Pour ce qui est des industries agroalimentaires (Centrale Laitière, Brasseries du Maroc et Cosumar), l’impact de la baisse de l’IS sera, en revanche, plutôt limité. Bénéficiant de la déduction de ses reprises sur PPI, l’IS constaté du secteur se situait jusqu’en 2007 à 29,6% (par rapport à un IS théorique de 35%).

Par conséquent, la non-déductibilité de la PPI fera en sorte que la baisse de l’IS constatée en 2008 soit inférieure à 3%. Le taux de la Centrale Laitière devrait passer de 30,9% en 2007 à 28,9% en 2008, soit 2% de baisse seulement. Celui de Cosumar s’établirait, pour sa part, à 25,7% contre 29% en 2007, soit une baisse de 3,3 points. Seules les Brasseries du Maroc pourraient améliorer significativement leur IS constaté (de 4,5 points) pour le passer de 31% à 26,5% grâce à l’absence de PPI. Au final, la croissance du bénéfice du secteur en 2008 par rapport à 2007 devrait s’améliorer de 4,6 points seulement (passant de 7,3% avec IS à 35% à 11,9% avec IS à 30%) pour une économie d’IS de 56 MDH.

La non-déductibilité des provisions pour investissement pénalise les cimentiers
Du côté des mines, l’impact de la baisse de l’IS sera totalement neutre, notamment pour Managem, principale société du secteur qui compte aussi la SMI, autre compagnie minière cotée, parmi ses filiales.

La raison est que le secteur minier est désormais imposé sur la base d’un taux fixe de 17,5% (au lieu de la réduction de 50% de l’IS) et qu’il ne bénéficie plus de la déductibilité des provisions pour reconstitution de gisements. Ainsi, l’IS constaté de Managem en 2008 devrait s’établir au même niveau qu’en 2007, soit 21%, ce qui devrait donner lieu à un résultat net de 219 MDH, en hausse de 13,5% par rapport à 2007.
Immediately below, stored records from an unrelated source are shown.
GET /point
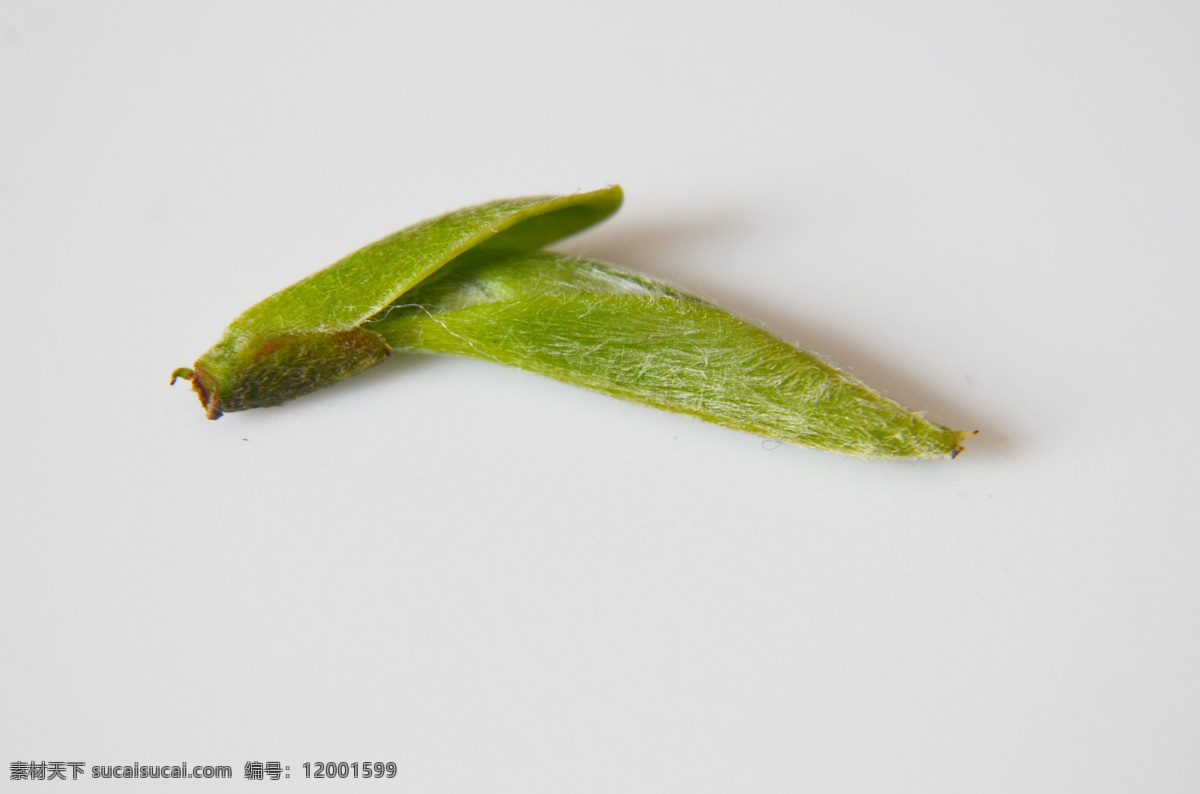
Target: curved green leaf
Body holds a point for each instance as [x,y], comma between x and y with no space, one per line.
[589,324]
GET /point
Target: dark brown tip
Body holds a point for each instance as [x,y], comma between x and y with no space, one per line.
[208,395]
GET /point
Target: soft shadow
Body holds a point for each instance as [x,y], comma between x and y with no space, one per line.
[654,248]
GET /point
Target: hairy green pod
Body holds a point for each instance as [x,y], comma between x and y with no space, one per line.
[477,283]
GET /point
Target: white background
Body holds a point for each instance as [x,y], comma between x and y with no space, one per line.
[987,210]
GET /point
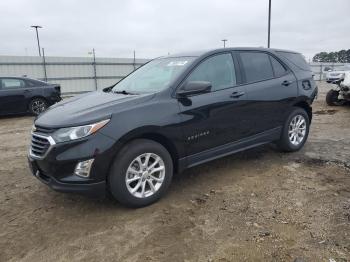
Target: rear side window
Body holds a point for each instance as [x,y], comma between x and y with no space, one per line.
[297,59]
[278,68]
[257,66]
[12,83]
[219,70]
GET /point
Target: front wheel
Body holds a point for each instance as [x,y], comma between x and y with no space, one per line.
[141,173]
[37,106]
[295,131]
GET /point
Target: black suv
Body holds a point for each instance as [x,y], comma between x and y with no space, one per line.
[22,95]
[172,113]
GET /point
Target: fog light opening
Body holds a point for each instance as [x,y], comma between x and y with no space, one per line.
[83,168]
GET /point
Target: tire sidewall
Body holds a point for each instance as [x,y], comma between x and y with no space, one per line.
[116,178]
[285,137]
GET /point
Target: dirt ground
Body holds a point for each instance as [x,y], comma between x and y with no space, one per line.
[259,205]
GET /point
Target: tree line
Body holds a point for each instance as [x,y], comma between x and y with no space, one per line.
[342,56]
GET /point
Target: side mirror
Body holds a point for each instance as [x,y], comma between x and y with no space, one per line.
[107,89]
[194,88]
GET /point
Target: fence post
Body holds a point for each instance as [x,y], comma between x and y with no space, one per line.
[94,65]
[44,65]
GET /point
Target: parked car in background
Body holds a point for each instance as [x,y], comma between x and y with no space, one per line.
[341,94]
[170,114]
[332,76]
[23,95]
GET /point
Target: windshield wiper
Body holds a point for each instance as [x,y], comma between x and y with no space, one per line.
[124,92]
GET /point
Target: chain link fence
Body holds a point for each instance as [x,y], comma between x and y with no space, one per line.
[84,74]
[74,74]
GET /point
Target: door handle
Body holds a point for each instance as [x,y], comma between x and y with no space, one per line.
[237,94]
[286,83]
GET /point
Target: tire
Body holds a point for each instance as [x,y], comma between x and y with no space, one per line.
[37,106]
[125,165]
[289,141]
[332,97]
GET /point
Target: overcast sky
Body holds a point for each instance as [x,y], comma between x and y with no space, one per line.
[157,27]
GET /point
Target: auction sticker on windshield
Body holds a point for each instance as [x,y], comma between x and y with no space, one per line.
[177,63]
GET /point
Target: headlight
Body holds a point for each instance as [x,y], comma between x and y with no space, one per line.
[72,133]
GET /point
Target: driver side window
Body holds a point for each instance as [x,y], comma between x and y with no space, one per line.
[219,70]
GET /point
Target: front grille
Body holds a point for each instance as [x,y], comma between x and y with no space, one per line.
[39,145]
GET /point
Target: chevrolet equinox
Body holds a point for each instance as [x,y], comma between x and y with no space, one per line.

Quant aux cimenteries, il faut savoir qu’elles sont globalement en pleine période d’investissement. Avec les nouvelles mesures fiscales, elles ont perdu la possibilité de déduire les reprises sur PPI du résultat imposable. A cet effet, les nouvelles dispositions devraient avoir un impact négatif pour les sociétés qui constataient jusqu’à présent des montants importants en terme de PPI, notamment Lafarge Ciments et Ciments du Maroc.

C’est ainsi que l’IS constaté du secteur devrait passer de 25,2% en 2007 à 26,4% en 2008, soit une hausse de 1,2 point. Ceci aboutirait à une dégradation du niveau de croissance des bénéfices. Ces derniers devraient s’établir à 2 383 MDH contre 2 423 MDH si aucune mesure n’avait été changée, soit une progression de 10,6%, inférieure de 1,9 point à la croissance qui aurait pu être réalisée. L’économie d’IS des cimenteries ressort donc négative, à -40 MDH.

Finalement, au vu des secteurs étudiés, le marché devrait réaliser une économie d’impôt de 669 MDH en 2008, soit une croissance bénéficiaire qui passerait de 11,7% à 17,2% (gain de 5,5 points en croissance). Hors Maroc Telecom, l’économie d’impôt serait de 63 MDH seulement, avec une croissance bénéficiaire qui aurait gagné à peine 1,7 point.

C’est dire que la déductibilité des PPI avait un effet important et que sa suppression a pratiquement totalement consommé la baisse de 5 points de l’IS.